– Impreza była udana , a pogoda dopisała nam aż za bardzo – tak Dni Lubina podsumowuje Marek Zawadka, dyrektor Wzgórza Zamkowego. W ciągu trzydniowego świętowania przez błonia przewinęło się kilka tysięcy mieszkańców i kilkunastu wykonawców.
– Artyści byli świetni. Jelonek, Strachy na Lachy, Eldo i Kasia Wilk dali naprawdę genialne występy. Tak samo jak lubińskie zespoły – ocenia dyrektor Zawadka.
Jako, że przez weekend temperatury przekraczały 30 stopni, lubinianie szukali wszelkich sposobów na ochłodę. – Hitem okazało się stoisko, gdzie sprzedawano zimne sorbety owocowe. To był chyba rekord świata, nie dość, że super chłodziły, to jeszcze tak samo smakowały – opowiada Marek Zawadka.
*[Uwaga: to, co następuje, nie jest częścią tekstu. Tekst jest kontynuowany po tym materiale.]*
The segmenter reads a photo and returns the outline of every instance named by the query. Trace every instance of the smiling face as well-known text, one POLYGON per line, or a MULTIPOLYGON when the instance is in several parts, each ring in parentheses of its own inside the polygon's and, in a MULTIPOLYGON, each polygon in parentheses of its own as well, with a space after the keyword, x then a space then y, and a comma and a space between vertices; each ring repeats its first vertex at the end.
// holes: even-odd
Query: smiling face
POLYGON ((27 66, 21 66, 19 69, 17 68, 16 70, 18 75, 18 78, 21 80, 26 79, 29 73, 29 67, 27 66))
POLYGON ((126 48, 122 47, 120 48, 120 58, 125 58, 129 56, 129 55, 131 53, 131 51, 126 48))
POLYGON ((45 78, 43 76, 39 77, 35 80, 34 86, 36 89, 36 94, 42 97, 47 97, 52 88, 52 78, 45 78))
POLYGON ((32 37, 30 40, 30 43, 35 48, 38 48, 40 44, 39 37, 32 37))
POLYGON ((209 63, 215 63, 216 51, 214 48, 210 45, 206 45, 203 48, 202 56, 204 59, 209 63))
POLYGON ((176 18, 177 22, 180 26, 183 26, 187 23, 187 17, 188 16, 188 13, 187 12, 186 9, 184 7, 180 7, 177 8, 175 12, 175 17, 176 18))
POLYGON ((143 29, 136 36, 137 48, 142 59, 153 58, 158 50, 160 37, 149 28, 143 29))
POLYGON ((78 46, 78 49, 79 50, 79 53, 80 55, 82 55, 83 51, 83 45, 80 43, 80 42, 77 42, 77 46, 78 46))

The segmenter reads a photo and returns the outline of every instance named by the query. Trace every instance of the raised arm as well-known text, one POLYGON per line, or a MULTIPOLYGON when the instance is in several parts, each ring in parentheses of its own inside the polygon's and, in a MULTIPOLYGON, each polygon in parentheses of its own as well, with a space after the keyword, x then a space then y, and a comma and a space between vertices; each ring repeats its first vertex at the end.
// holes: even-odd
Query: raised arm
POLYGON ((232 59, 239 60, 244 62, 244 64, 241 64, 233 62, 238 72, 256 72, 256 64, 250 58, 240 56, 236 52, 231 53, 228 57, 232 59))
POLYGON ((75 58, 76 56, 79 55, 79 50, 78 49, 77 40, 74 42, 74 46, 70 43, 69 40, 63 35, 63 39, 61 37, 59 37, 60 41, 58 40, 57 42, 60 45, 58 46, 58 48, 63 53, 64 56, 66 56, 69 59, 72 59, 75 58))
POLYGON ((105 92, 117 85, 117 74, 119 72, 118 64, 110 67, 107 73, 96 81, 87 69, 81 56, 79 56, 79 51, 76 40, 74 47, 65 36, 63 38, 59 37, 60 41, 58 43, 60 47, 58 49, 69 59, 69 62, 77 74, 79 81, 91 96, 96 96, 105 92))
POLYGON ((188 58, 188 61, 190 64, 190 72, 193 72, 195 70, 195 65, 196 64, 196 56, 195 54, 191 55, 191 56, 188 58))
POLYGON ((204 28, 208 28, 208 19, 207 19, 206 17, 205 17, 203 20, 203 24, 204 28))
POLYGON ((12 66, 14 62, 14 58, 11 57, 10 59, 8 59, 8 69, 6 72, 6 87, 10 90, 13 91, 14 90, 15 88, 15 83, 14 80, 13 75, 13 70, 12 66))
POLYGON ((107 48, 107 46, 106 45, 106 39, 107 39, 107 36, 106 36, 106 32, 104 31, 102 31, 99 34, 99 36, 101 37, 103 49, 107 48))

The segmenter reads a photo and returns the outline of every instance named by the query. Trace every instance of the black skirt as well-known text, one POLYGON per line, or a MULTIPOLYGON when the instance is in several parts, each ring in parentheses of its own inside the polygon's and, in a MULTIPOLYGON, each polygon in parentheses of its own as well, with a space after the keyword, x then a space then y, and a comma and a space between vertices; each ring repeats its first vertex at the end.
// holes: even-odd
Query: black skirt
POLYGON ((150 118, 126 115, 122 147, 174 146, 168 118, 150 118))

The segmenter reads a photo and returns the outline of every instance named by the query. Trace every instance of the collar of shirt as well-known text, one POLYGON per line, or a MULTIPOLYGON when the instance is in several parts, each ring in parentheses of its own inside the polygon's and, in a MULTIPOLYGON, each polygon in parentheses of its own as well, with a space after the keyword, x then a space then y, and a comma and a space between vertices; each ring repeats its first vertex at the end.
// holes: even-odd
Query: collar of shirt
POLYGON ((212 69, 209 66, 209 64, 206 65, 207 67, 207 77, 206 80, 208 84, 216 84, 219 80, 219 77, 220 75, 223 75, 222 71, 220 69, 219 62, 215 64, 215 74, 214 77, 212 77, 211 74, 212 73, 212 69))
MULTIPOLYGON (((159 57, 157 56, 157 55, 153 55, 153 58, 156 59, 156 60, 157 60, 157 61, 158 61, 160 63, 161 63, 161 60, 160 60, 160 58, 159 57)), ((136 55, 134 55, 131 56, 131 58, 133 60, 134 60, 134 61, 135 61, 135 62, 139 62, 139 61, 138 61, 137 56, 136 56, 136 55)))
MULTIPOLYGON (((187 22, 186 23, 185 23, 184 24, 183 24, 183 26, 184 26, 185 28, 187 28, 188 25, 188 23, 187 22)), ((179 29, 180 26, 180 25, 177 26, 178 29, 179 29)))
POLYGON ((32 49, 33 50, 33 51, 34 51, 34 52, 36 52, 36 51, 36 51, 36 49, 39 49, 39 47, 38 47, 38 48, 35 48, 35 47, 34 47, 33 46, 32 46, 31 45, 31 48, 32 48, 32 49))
Te Dni Lubina były też wyjątkowe, bo połączone z finałem Euro 2012. – Naprawdę fajnie to wyglądało, kiedy ludzie siedzieli na błoniach i oglądali mecz. Teraz już wiemy, że dobrym pomysłem było pożyczenie od Regionalnego Centrum Sportowego małych trybun. Myślimy już o zakupie podobnych – ocenia.
A dziś czas, by uprzątnąć błonia po święcie miasta. Organizatorzy z kolei zapewniają, że już dziś biorą się za planowanie przyszłorocznej imprezy.